Le département avait correctement appliqué les conditions de l'art. 106 al. 1 LCI en s'appuyant sur le préavis positif et prépondérant de la CMNS. Les griefs de violation du gabarit légal, des distances entre les bâtiments et aux limites de propriétés et des vues droites ne pouvaient dès lors être retenus.

Il n'existait pas d'IUS usuel pour la zone 4B protégée.

S'agissant de l'esthétique du projet, il n'y avait pas lieu de remettre en cause l'appréciation de la CMNS.

Les différentes nuisances alléguées, telles celles engendrées par la circulation ou la perte d'ensoleillement n'étaient pas fondées.

16) Le 2 mars 2012, Mme Hicks a recouru auprès de la chambre administrative de la Cour de justice (ci-après : la chambre administrative) contre le jugement du TAPI, concluant à son annulation ainsi qu'à celle de l'autorisation de construire DD 103'809-4 et au versement d'une indemnité valant participation à ses honoraires d'avocat. En outre, elle concluait à un transport sur place et à l'audition du Maire de la commune.

La densité du projet était manifestement excessive ou exceptionnelle. En zone 4B protégée, une densité de l'ordre de 0,6 à 0,8 était en général retenue comme maximum. Il n'était pas possible d'autoriser une densité supérieure à celle d'une zone de développement 3. L'esprit de cette zone était de chercher à protéger l'aspect villageois en tant que tel par divers moyens dont, une densité effectivement plus importante qu'en zone villa et, en règle générale, la faculté de construire en limite de propriété.
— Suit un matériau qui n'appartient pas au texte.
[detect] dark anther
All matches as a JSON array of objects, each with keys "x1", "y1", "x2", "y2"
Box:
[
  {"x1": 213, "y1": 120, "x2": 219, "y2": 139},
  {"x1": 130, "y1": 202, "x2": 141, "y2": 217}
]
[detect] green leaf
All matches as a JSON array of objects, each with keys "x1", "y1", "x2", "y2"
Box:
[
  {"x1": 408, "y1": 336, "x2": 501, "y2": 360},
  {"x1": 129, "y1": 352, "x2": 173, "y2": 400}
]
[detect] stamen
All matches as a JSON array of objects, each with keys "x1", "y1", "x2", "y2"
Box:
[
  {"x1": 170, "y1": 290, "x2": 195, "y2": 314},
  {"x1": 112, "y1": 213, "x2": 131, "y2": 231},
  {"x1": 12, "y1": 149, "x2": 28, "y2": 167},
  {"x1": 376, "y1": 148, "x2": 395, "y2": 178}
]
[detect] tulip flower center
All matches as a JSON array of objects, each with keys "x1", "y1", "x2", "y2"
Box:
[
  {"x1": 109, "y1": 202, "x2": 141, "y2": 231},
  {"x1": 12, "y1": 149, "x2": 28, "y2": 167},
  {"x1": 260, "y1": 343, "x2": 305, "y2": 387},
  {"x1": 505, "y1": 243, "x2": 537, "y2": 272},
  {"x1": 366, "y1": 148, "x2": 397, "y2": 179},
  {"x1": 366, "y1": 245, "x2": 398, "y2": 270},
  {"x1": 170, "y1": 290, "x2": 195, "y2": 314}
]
Le législateur voulait notamment éviter des gabarits qui n'auraient plus rien à voir avec le tissu villageois.

L'un des architectes du projet était membre de la SCA et il fallait se poser la question de savoir si un certain favoritisme n'avait pas permis au projet d'aboutir. Le TAPI n'avait pas examiné cette question.

La dérogation de l'art. 106 LCI dépendait du préavis de la commune et de la CMNS. Or, la commune était opposée au projet et l'avait fait savoir avant la publication de l'autorisation de construire. L'art. 106 LCI exigeait deux préavis positifs. A cet égard, il fallait que la chambre entende un représentant de la commune.

La construction d'une hauteur d'environ 10 m à quelques 4 m de la façade de sa villa serait de toute évidence cause d'inconvénients graves par la perte de lumière et d'ensoleillement.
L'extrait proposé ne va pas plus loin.